Acara kelulusan itu diikuti oleh 326 siswa kelas XII dan digelar pada Kamis (8/5) di gedung serbaguna sekolah. Prisillia menambahkan bahwa seluruh rangkaian kegiatan sudah masuk dalam kalender akademik, dan orang tua siswa telah diberi informasi sejak awal tahun ajaran.
Konten yang tersebar luas di media sosial, menurut Prisillia, memang sengaja disiarkan secara langsung melalui kanal digital sekolah seperti Instagram, TikTok, Facebook, dan YouTube—sebagai bagian dari upaya mengabadikan momen penting siswa.
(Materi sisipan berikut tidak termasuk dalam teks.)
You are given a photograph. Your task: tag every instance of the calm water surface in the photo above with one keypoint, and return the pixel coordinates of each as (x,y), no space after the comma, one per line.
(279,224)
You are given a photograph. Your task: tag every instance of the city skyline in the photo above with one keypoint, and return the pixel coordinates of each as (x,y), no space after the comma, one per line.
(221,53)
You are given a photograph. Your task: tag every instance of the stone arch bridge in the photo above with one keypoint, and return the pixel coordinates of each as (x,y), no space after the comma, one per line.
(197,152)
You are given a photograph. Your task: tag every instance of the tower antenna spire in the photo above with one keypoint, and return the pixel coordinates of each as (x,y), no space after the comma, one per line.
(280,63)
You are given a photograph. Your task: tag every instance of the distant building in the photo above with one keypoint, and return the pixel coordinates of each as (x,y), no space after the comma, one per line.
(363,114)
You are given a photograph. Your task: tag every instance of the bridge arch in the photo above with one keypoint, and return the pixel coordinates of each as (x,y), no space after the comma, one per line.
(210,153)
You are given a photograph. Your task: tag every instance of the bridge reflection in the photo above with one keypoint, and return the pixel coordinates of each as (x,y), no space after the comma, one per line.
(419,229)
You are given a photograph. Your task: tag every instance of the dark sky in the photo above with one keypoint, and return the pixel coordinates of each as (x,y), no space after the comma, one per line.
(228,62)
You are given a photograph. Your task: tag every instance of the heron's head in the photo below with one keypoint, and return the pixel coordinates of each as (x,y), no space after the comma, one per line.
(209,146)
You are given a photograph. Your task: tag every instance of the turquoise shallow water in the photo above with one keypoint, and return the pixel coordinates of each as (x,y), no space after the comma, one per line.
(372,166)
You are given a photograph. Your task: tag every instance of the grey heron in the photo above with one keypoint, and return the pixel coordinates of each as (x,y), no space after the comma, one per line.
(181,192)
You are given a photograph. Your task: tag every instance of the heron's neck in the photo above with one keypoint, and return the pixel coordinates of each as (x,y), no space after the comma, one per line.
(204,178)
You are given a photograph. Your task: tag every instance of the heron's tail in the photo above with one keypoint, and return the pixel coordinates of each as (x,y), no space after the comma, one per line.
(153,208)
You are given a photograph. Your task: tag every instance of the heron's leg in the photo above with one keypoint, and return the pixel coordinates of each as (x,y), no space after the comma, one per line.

Menanggapi kritik soal atribut toga dan gaya prosesi yang menyerupai wisuda perguruan tinggi, Prisillia menyebutnya sebagai simbol semata.
“Pemakaian atribut merupakan simbol. Tidak ada undang-undang yang melarang atau mengaturnya,” ujarnya.
Meski begitu, pihak sekolah membuka ruang evaluasi untuk kegiatan ke depan.
“Walaupun tidak ada aturan bakunya, tentu akan kami pertimbangkan dan evaluasi untuk perbaikan layanan pendidikan kami,” pungkasnya.
Antara Tradisi dan Kontroversi
Fenomena wisuda SMK ala universitas ini menjadi sorotan tak hanya karena visualnya yang megah, tapi juga karena sensitifnya isu pungutan di dunia pendidikan. Meski legal untuk sekolah swasta, peristiwa ini membuka kembali ruang diskusi publik: perlu tidaknya wisuda di tingkat SMA/SMK, dan bagaimana etika serta porsinya dalam dunia pendidikan menengah?
Apresiasi? Mewah-mewahan? Atau murni tradisi? Netizen tetap bebas berpendapat. Tapi bagi siswa dan orang tua SMK CBM, tampaknya wisuda itu bukan sekadar seremoni, tapi momen penghargaan atas perjuangan selama tiga tahun terakhir.